CGAs: When old is new again

November 7, 2015       The NonProfit Times      

Many people think that charitable gift annuities (CGAs) are a recent phenomenon, but historical records indicate that some institutions were marketing CGAs during the late 19th and early 20th centuries.

If that’s not enough, ponder this: According to the American Council on Gift Annuities, more than 4,000 organizations and institutions now issue CGAs.

Speaking during the 2015 National Catholic Development Conference (NCDC) Conference and Exposition, Cathy Sheffield of All Saints Health Foundation said the CGAs have the following characteristics and advantages:

They are inexpensive to establish and not complicated.

They provide an income stream for the life/lives of the annuitants.

The immediate income tax charitable deduction is based on age, payout rate, earnings assumptions and the Internal Revenue Service (IRS) discount rate.

Prospects are generally older and might have less wealth.

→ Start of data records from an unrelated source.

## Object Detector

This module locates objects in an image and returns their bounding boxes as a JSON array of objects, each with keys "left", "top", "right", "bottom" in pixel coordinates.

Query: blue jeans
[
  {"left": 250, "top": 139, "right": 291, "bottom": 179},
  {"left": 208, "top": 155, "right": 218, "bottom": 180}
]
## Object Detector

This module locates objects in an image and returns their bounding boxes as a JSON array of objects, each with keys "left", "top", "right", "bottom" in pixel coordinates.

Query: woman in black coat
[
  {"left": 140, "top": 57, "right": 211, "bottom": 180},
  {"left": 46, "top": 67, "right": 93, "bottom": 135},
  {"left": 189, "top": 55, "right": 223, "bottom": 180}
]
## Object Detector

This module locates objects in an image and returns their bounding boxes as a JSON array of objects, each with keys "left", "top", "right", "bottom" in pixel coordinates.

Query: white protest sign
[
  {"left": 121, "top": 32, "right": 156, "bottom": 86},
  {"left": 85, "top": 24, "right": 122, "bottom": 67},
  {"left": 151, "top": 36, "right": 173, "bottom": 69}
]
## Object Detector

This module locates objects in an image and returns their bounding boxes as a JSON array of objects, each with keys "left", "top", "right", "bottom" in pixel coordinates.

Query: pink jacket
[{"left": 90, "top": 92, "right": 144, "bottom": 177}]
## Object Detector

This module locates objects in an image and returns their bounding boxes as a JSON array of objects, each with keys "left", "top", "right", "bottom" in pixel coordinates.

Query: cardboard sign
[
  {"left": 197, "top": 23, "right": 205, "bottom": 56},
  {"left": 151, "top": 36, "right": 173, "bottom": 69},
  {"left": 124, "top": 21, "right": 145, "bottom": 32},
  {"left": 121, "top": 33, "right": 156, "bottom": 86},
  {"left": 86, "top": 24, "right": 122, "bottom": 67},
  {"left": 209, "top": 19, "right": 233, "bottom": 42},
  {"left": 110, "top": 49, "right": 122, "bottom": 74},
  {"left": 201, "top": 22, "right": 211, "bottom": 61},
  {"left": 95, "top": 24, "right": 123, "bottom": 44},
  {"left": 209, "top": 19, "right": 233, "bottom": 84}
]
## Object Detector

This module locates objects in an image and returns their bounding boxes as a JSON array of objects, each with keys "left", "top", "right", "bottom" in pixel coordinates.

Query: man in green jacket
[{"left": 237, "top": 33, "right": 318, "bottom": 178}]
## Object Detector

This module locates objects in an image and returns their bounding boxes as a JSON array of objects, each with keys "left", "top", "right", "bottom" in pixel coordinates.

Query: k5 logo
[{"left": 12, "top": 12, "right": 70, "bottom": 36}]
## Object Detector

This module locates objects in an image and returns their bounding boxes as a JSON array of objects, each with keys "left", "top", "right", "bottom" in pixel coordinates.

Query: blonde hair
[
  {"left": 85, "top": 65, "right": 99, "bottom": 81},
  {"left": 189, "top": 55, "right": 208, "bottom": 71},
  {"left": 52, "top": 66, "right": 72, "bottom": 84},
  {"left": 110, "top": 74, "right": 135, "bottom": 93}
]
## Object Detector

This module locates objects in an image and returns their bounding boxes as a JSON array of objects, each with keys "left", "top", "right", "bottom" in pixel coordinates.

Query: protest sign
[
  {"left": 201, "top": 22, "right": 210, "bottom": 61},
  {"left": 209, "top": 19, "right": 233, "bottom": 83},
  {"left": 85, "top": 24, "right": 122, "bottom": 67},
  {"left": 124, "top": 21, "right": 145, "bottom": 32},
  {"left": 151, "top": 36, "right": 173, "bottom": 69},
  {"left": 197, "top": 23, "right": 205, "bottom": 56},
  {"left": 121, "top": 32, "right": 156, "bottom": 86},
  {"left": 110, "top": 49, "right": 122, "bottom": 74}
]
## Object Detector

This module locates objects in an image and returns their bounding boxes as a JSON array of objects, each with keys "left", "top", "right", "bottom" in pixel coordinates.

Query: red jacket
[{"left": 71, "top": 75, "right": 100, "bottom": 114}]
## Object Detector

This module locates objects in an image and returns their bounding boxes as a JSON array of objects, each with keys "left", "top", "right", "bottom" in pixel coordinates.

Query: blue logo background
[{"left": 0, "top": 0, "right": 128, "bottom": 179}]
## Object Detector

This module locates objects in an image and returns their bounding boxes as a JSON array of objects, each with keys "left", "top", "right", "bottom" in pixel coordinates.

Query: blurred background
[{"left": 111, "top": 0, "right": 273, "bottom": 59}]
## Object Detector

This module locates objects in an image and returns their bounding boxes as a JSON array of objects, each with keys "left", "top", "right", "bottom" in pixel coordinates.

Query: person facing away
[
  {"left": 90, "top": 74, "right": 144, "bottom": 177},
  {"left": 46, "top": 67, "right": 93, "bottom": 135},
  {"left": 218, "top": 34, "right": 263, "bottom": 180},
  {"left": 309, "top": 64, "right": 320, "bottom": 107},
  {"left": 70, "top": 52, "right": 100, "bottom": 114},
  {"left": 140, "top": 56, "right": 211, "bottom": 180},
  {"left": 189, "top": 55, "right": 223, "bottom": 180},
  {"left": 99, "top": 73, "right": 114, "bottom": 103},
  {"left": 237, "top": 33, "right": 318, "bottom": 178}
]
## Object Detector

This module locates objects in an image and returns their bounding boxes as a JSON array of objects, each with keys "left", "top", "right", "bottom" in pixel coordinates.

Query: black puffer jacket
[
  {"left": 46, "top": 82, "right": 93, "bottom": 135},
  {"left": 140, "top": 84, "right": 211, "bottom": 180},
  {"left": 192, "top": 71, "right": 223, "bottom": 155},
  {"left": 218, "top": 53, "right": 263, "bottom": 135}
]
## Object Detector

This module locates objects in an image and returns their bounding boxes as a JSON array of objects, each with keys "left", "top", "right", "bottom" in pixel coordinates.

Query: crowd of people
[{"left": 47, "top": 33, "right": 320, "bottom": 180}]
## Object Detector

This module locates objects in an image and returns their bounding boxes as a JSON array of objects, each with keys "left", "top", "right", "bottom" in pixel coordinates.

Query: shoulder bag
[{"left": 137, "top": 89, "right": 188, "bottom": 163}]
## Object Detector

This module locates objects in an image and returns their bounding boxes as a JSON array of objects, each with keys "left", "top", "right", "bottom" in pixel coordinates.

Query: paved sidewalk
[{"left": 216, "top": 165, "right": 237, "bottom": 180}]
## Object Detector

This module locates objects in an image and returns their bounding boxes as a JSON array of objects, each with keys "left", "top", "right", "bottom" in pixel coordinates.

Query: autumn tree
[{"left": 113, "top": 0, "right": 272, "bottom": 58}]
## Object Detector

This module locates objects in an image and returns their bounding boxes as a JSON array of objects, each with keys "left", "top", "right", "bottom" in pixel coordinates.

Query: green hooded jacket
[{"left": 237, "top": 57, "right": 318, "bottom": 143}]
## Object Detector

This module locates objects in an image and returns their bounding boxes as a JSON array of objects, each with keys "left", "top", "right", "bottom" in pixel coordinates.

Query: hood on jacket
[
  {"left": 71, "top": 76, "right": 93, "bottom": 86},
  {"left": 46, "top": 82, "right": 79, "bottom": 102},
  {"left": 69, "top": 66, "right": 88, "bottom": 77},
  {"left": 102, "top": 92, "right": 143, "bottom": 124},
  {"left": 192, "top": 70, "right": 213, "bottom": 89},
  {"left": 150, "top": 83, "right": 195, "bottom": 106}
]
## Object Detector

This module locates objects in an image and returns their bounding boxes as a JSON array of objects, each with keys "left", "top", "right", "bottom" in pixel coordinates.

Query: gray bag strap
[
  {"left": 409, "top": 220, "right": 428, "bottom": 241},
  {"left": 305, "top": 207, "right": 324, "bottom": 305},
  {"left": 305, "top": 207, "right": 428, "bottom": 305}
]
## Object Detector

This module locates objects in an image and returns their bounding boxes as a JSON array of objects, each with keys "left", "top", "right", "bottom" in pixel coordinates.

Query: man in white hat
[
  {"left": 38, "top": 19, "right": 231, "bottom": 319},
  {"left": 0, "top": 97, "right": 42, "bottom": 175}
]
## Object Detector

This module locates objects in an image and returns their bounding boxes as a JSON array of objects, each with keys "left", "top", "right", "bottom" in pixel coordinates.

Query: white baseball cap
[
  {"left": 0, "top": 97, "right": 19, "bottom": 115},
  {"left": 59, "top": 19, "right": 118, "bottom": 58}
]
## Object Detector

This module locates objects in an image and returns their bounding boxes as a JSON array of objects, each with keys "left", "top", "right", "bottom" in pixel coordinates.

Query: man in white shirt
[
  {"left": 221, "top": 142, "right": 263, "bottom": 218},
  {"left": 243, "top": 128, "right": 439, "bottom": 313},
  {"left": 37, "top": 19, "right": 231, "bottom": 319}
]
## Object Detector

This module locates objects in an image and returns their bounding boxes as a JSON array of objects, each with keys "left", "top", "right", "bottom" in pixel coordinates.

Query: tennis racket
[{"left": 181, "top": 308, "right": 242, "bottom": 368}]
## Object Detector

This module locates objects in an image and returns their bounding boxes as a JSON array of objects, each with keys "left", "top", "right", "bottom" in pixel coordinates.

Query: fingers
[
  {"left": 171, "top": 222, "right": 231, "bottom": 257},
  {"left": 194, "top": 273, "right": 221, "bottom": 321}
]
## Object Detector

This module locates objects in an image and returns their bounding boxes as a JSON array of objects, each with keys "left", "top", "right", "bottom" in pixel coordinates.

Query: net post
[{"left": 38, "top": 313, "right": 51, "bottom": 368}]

Lower interest rates and lower inflation increase the attractiveness of this arrangement.

A gift annuity is a contract (not a trust) under which a charity, in return for a transfer of cash, marketable securities or another asset, agrees to pay a fixed amount of money to one or more individuals, for their lifetimes. In that sense, then, it is a hybrid, part charitable gift and part annuity, or a “split interest gift.”